Looking for a modern WAF alternative to ModSecurity (Coraza integration with pfSense/HAProxy/Nginx)

Posted by Own_Cat6291@reddit | sysadmin | View on Reddit | 2 comments

Title: Looking for a modern WAF alternative to ModSecurity (Coraza integration with pfSense/HAProxy/Nginx)

Hello everyone,

I'm currently redesigning my company's infrastructure and looking for a modern Web Application Firewall (WAF) solution as an alternative to ModSecurity.

Our current stack consists of Nginx as a reverse proxy/frontend. I'm also currently moving network traffic to a pfSense + HAProxy configuration at the edge, which will then route traffic to our internal Nginx backends.

What I'm looking for:

A valid alternative to ModSecurity (since it seems to consume a lot of RAM).
Key requirement: An official or native web UI/dashboard, if possible. I need to be able to monitor blocks, view graphs, and easily manage/whitelist rules without having to parse raw text log files every time a false positive occurs.
High performance and good integration with an Nginx or HAProxy-based workflow.

Options I've seen so far:

Coraza WAF: It appears to be the modern, Go-based successor to ModSecurity. I've seen the experimental coraza-nginx module and the SPOE HAProxy integration, though it doesn't appear to be easily compatible with the HAProxy package on pfSense out of the box.

My questions for you:

If you're using Coraza in a similar environment, what is the best way to integrate it alongside pfSense + HAProxy or Nginx? Should I look into a standalone Coraza proxy layer between them?
How do you handle monitoring, log visualization, and rule tuning/whitelisting with Coraza given the lack of an official native GUI?
Are there any other open-source or self-hosted WAFs with a good Web UI that I might have overlooked for this specific stack?

Thanks in advance for your advice and suggestions!

[-]

RepulsiveDuck331@reddit

Honestly, if you want a real UI out of the box, Coraza isn't there yet. We tried the nginx module on a couple of edge boxes last year and it works but tuning false positives still means tailing logs.

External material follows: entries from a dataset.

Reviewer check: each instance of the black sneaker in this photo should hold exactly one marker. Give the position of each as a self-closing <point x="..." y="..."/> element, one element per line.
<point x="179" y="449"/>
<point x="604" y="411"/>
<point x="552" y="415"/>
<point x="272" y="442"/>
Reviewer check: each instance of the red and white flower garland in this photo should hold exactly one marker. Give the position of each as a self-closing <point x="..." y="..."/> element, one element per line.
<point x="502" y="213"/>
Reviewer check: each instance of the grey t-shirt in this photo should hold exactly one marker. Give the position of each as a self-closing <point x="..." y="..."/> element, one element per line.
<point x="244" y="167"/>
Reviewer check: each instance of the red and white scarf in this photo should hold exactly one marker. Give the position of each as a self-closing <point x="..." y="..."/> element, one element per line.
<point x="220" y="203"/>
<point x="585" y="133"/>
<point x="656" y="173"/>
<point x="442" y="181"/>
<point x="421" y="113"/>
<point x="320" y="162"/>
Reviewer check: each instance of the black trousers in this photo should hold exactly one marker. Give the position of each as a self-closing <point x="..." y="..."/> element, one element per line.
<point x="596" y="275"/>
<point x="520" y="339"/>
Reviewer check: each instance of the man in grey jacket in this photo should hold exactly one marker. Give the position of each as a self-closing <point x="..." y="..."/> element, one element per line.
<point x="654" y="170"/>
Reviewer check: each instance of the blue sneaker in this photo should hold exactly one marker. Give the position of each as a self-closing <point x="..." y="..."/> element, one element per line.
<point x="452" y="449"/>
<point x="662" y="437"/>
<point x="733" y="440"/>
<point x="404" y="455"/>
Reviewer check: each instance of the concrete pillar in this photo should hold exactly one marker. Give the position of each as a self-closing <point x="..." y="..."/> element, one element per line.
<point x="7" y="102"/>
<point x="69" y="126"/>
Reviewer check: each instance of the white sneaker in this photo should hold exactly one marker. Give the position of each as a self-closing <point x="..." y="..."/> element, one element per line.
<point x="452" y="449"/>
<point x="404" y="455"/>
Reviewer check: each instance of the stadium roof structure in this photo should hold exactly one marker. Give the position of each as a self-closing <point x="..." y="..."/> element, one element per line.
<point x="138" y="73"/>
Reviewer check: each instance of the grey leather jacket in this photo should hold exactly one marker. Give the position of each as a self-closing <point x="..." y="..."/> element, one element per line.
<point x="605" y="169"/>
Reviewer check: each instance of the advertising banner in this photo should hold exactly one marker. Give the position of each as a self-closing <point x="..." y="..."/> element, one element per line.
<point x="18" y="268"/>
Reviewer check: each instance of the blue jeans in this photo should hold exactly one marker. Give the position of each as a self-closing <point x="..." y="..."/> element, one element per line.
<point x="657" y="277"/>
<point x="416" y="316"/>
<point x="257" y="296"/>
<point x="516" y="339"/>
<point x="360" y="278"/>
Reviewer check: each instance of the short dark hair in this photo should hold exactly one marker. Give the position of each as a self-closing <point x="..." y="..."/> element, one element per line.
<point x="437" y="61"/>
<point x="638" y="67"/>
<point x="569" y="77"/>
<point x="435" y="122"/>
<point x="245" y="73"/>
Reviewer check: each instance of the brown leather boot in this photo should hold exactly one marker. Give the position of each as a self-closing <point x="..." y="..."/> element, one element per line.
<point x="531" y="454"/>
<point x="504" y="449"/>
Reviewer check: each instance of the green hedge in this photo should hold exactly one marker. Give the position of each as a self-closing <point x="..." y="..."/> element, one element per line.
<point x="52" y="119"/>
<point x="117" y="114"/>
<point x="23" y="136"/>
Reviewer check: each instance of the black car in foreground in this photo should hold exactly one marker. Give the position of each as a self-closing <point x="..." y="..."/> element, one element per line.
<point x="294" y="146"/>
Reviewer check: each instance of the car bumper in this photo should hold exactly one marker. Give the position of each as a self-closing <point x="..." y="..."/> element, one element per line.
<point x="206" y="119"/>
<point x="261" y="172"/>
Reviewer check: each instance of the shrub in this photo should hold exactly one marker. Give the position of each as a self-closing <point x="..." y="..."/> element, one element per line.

What actually stuck for us: run Coraza as a standalone reverse proxy (caddy-coraza is solid) in front of the nginx backends, ship the audit logs to Loki/Grafana or Wazuh, and build the FP workflow there. Wazuh especially gives you a halfway decent dashboard for blocks and rule hits.

Also look at BunkerWeb if you want batteries-included with a GUI, and SafeLine has been getting attention. ModSec's RAM use is usually CRS bloat, not the engine itself, fwiw.

Puzzleheaded-Art8267@reddit

For your stack, Coraza as a standalone proxy layer sitting between HAProxy and your Nginx backends is probably the cleanest approach rather than trying to force the nginx module or pfSense SPOE integration. Less friction and easier to maintain independently.

For the UI and monitoring gap, most people pair Coraza with an ELK stack or Grafana + Loki. Coraza outputs structured JSON logs so piping them into Grafana is straightforward and you get the graphs, block monitoring and false positive management you are looking for without any native GUI dependency.

If you want something more out of the box, have a look at Crowdsec. It is not a traditional WAF but works really well alongside Nginx and HAProxy, has a proper dashboard, community threat intelligence built in, and the resource footprint is very reasonable compared to ModSecurity. You can run both Coraza and Crowdsec together for layered coverage.

SafeLine is another one worth checking, open source, Go based, has a native web UI and is designed to drop into Nginx based setups without much configuration overhead.